I know there's one place in Uptown Mirdif but the minimum time spent in the bed is 8 minutes - for someone as fair-skinned as me, this sounds really dangerous (and painful)! But, I'm told that the power of the lamps is "low". Cost for 8 mins: 80 dirhams!

Does anyone know of a more flexible alternative salon?


----------



## JonGard (Aug 18, 2013)

There's a place in Souk al Manzil, opposite The Palace Hotel, Downtown.

Do a few minute sessions I think


----------



## twowheelsgood (Feb 21, 2013)

Use the search function - the question was asked earlier this year by someone with a need for a controlled amount of UV.


----------



## Amtmann (May 9, 2012)

I think that one is Mega Sun Lounge, which is a chain that allows a minimum of 8 minutes. I am having no success in convincing the Indians, Arabs and Filipinos working there that 8 minutes might be much too long for people who are very pale.


----------



## JonGard (Aug 18, 2013)

Why can't you just pay for 8-minutes and get out early?


----------



## Amtmann (May 9, 2012)

JonGard said:


> Why can't you just pay for 8-minutes and get out early?

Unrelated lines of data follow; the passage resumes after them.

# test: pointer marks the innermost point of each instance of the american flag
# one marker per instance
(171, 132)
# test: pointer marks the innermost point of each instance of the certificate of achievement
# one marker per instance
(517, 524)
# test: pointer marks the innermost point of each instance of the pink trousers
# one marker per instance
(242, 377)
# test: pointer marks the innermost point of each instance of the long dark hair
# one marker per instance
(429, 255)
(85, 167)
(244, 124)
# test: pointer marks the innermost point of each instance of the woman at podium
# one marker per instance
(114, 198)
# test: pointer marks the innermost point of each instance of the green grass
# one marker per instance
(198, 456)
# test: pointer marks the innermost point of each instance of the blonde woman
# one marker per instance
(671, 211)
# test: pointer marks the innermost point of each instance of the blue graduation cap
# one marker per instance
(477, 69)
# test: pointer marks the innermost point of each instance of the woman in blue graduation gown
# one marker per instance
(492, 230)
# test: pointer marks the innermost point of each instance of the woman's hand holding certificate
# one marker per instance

You can call me a cheapskate but 80 dirhams seems a bit of waste.


----------



## Amtmann (May 9, 2012)

twowheelsgood said:


> Use the search function - the question was asked earlier this year by someone with a need for a controlled amount of UV.


Thanks, got it. 

In case a smarty pants comes along yearning to suggest I use the G2-type star in the sky, that won't work for me. 

a) Far too hot
b) I live far from a beach
c) I don't tan in Dubai (too much dust in the atmosphere)


----------



## twowheelsgood (Feb 21, 2013)

Amtmann said:


> Thanks, got it.
> 
> In case a smarty pants comes along yearning to suggest I use the G2-type star in the sky, that won't work for me.
> 
> ...


a Rubbish - come in after a few minutes. You'll find there is only a couple of degrees difference between the beach and the inland areas. i know this as I cycle both regularly.

b Doesn't the sun work for four minutes way from the beach then ? If you'r trying to get less than 8 minutes, then try standing outside for less time. Last time i did the calculation, being 93 million miles from the big G2 up there means that going at a right angle to the beam of light traversing 93 million miles, given negligible difference in radiancy.

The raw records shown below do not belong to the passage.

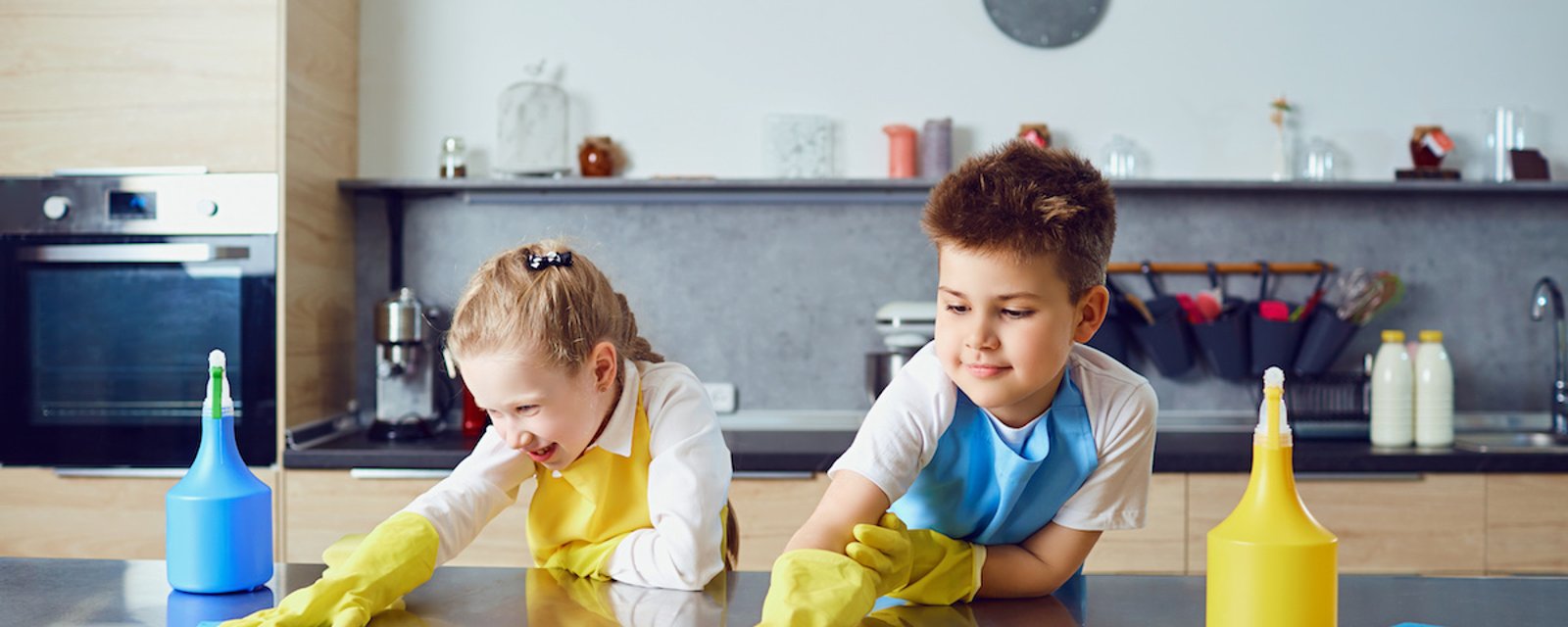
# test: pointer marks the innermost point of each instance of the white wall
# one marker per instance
(684, 85)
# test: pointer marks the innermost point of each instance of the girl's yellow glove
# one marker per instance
(394, 558)
(814, 587)
(919, 566)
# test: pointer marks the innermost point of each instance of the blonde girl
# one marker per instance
(623, 449)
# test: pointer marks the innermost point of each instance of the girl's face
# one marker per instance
(543, 410)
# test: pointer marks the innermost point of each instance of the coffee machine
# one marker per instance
(405, 370)
(906, 326)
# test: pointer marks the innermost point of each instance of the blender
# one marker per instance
(405, 370)
(906, 326)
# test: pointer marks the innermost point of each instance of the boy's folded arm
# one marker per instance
(851, 501)
(1039, 564)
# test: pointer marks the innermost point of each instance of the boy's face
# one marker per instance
(1004, 329)
(541, 410)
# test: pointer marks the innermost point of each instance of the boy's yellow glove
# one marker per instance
(919, 566)
(394, 558)
(814, 587)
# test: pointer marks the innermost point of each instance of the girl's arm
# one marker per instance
(478, 490)
(687, 486)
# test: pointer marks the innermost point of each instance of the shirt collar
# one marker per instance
(616, 436)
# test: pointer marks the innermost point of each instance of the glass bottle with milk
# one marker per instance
(1393, 392)
(1434, 392)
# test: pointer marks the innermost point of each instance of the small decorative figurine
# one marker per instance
(1035, 133)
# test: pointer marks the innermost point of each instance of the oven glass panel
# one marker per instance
(146, 367)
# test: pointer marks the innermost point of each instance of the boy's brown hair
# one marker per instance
(1024, 201)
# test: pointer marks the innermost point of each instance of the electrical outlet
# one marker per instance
(721, 396)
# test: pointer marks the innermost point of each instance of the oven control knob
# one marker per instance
(55, 208)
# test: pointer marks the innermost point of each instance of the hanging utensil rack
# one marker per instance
(1220, 266)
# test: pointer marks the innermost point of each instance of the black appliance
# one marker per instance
(114, 289)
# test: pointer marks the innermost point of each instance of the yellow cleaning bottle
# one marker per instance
(1270, 563)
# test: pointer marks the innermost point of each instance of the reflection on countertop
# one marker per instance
(109, 592)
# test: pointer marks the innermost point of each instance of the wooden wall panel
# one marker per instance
(138, 83)
(47, 516)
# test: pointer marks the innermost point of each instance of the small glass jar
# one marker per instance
(454, 159)
(1319, 164)
(1120, 159)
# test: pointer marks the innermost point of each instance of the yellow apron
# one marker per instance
(579, 517)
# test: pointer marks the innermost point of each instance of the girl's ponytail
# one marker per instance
(635, 347)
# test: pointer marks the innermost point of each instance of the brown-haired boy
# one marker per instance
(1005, 446)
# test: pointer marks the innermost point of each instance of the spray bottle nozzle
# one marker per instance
(1274, 392)
(219, 396)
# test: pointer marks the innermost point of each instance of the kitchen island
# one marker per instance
(135, 593)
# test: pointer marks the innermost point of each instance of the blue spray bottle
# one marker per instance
(219, 533)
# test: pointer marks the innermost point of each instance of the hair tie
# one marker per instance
(549, 261)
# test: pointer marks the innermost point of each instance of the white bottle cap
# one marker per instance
(1274, 378)
(217, 360)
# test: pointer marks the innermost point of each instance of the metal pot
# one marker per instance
(882, 367)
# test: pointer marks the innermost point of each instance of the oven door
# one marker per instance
(104, 347)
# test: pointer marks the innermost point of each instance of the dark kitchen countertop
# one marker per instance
(812, 451)
(124, 593)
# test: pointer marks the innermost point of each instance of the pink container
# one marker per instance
(901, 151)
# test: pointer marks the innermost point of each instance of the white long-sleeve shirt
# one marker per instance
(687, 483)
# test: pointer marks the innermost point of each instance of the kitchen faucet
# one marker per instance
(1546, 292)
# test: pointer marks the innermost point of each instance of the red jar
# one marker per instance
(596, 157)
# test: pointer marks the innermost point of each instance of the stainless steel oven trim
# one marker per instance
(130, 253)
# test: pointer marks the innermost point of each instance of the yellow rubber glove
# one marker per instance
(885, 553)
(559, 598)
(814, 587)
(940, 569)
(584, 558)
(925, 615)
(394, 558)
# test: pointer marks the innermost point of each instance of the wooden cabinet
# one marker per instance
(106, 517)
(1418, 524)
(325, 506)
(1160, 546)
(1528, 524)
(768, 511)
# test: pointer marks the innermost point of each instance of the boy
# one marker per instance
(1005, 446)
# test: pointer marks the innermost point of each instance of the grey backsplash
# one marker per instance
(780, 298)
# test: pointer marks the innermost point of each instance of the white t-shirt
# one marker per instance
(687, 483)
(902, 428)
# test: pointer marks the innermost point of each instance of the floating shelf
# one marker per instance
(864, 190)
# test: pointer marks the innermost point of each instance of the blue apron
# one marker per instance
(977, 490)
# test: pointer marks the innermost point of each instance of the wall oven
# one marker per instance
(114, 289)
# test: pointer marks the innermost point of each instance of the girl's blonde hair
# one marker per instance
(557, 313)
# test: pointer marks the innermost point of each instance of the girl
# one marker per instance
(624, 449)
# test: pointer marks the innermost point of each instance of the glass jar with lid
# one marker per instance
(532, 127)
(454, 159)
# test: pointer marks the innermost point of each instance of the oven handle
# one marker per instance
(122, 474)
(130, 253)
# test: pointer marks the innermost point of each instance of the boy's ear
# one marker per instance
(604, 362)
(1090, 313)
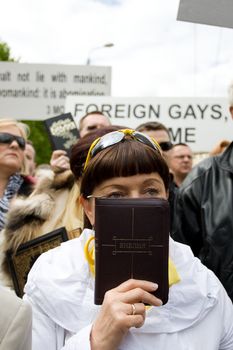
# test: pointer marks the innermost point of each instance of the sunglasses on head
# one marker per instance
(166, 146)
(9, 138)
(115, 137)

c You just alter the length of time outside, to suit the exposure required. Unless you;re in the middle of a sandstorm, the effect is negligible. All of my tan comes from the desert rather than the beach.

Its entirely your skin, but I think you come from the same groups as the original poster. It will work for you but for some bizarre reason you think a sunbed is safer than outside. Fair enough, but lets not kid ourselves that its a logical decision.


----------



## Amtmann (May 9, 2012)

Where can I strip off outside of a beach and tanning bed? I don't have any suitable place.


----------



## Amtmann (May 9, 2012)

Your post is a little obnoxious, in keeping with the general tenor of this forum. You seem to assume that neither I nor the fellow who posted the previous thread have considered some fairly obvious points:



twowheelsgood said:


> a Rubbish - come in after a few minutes. You'll find there is only a couple of degrees difference between the beach and the inland areas. i know this as I cycle both regularly.

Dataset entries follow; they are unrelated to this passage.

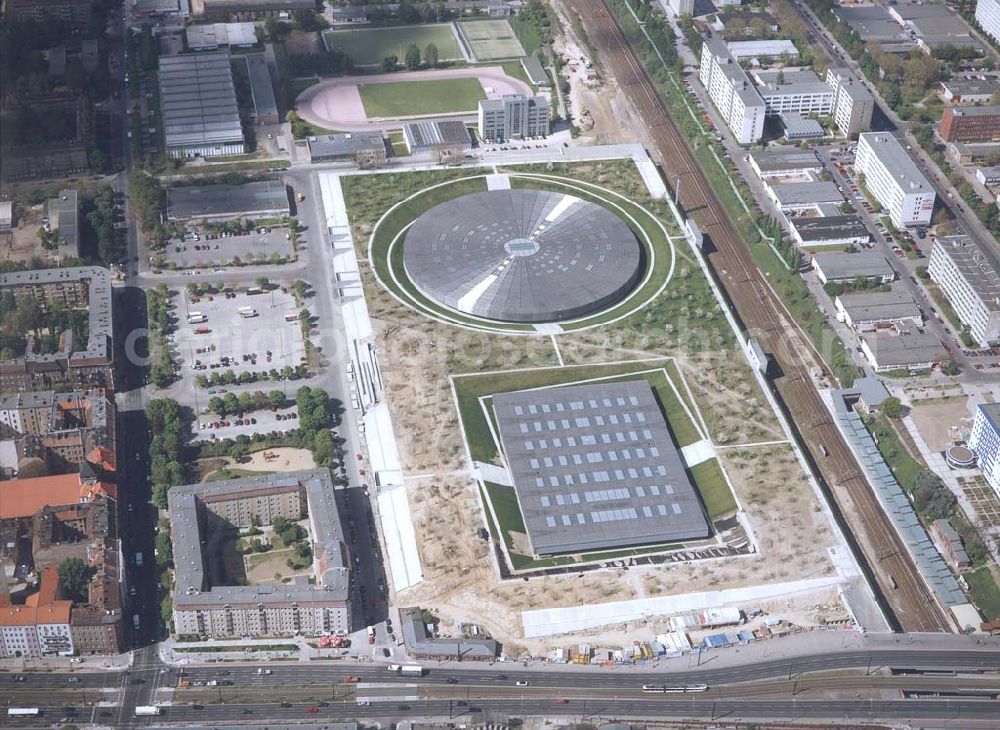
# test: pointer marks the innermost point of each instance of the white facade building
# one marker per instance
(853, 104)
(893, 179)
(988, 17)
(985, 442)
(732, 93)
(970, 279)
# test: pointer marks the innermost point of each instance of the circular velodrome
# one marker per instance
(522, 255)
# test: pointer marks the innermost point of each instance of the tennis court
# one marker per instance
(490, 40)
(368, 46)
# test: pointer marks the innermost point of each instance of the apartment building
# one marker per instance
(515, 116)
(969, 276)
(892, 177)
(971, 123)
(78, 364)
(207, 604)
(853, 104)
(985, 442)
(988, 17)
(732, 92)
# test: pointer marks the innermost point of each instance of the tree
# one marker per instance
(412, 58)
(431, 55)
(891, 407)
(74, 575)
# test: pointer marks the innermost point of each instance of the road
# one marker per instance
(764, 315)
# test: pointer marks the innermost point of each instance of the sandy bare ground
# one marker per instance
(941, 420)
(336, 103)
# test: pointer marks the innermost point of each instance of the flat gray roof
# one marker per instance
(594, 466)
(330, 564)
(264, 103)
(198, 201)
(198, 100)
(785, 157)
(830, 227)
(896, 160)
(99, 306)
(341, 145)
(807, 192)
(879, 306)
(838, 265)
(429, 134)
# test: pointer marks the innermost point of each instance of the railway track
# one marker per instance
(761, 311)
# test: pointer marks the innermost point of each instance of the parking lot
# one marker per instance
(203, 249)
(266, 341)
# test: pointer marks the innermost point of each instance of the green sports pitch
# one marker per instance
(368, 46)
(395, 99)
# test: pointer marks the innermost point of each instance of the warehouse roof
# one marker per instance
(879, 306)
(908, 347)
(344, 145)
(198, 100)
(806, 192)
(830, 228)
(261, 89)
(838, 266)
(594, 466)
(429, 134)
(199, 201)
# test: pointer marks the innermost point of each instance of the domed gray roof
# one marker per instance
(522, 255)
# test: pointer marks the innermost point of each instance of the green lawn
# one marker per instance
(714, 489)
(368, 46)
(411, 98)
(985, 593)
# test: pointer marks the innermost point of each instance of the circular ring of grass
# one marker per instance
(385, 252)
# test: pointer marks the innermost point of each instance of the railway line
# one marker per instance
(760, 311)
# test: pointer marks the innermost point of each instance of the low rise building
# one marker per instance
(364, 149)
(968, 274)
(867, 311)
(905, 349)
(206, 603)
(763, 50)
(87, 364)
(782, 161)
(835, 230)
(892, 177)
(842, 267)
(254, 200)
(984, 440)
(428, 136)
(514, 117)
(853, 104)
(794, 197)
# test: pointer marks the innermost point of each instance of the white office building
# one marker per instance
(893, 179)
(514, 117)
(985, 442)
(732, 93)
(988, 17)
(970, 278)
(853, 104)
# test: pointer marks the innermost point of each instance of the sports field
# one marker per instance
(396, 99)
(491, 40)
(368, 46)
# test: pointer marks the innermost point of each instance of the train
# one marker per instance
(676, 688)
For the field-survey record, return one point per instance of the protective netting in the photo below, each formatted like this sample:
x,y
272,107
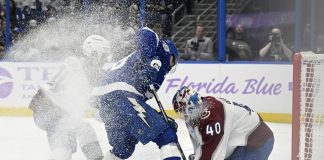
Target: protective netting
x,y
311,118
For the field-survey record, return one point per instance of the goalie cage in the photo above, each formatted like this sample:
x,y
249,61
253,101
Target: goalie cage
x,y
308,107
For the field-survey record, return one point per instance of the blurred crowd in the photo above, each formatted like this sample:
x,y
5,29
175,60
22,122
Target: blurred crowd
x,y
242,43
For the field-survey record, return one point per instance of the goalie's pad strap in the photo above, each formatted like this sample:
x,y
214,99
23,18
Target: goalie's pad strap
x,y
61,154
169,150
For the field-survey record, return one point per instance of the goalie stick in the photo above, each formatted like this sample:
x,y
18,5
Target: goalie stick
x,y
165,116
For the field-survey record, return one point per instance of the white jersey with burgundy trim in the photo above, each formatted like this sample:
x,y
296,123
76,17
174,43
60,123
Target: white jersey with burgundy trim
x,y
224,126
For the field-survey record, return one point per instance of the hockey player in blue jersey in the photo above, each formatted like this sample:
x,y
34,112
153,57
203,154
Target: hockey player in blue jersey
x,y
122,96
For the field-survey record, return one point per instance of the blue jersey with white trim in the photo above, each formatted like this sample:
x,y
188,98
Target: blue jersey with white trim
x,y
147,65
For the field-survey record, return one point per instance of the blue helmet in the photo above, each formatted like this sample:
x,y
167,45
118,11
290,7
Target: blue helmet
x,y
187,103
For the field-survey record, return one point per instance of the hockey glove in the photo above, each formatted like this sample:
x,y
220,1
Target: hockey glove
x,y
171,122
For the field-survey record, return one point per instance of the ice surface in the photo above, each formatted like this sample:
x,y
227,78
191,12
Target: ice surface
x,y
20,139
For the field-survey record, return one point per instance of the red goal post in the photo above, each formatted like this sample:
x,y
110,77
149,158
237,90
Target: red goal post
x,y
308,107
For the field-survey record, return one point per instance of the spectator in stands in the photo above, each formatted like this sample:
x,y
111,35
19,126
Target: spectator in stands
x,y
237,46
320,44
199,47
276,49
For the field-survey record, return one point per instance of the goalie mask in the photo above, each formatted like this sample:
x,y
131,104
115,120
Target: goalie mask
x,y
187,104
96,48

Not everyone is the same. What's tolerable for you may not be tolerable for someone else. Summer heat here is not tolerable for me.



> b Doesn't the sun work for four minutes way from the beach then ? If you'r trying to get less than 8 minutes, then try standing outside for less time. Last time i did the calculation, being 93 million miles from the big G2 up there means that going at a right angle to the beam of light traversing 93 million miles, given negligible difference in radiancy.


Whatever. My impediment is that there is no place near me where someone can strip off for _any_ amount of minutes. Not everyone lives near a beach or has a communal outside space in their building for tanning, BBQs, or swimming. Similarly, no everyone lives in a villa with a private lawn.



> c You just alter the length of time outside, to suit the exposure required. Unless you;re in the middle of a sandstorm, the effect is negligible. All of my tan comes from the desert rather than the beach.


As I said above, not everyone is the same. I went to the beach for whole days back to back during "winter" and did not tan at all. Yet a few minutes in the sun when in the Philippines, Ireland, or Germany will scald me.



> Its entirely your skin, but I think you come from the same groups as the original poster. It will work for you but for some bizarre reason you think a sunbed is safer than outside. Fair enough, but lets not kid ourselves that its a logical decision.


Typical discussion forum pontificating. If you don't know the answer to the question asked, you don't have to sermonize instead.


----------



## twowheelsgood (Feb 21, 2013)

Sounds like you have a bigger issue than getting a tan.

Good luck being irradiated under a fake sun and thinking it will be different, and that the laws of electromagnetic radiation affect you differently


----------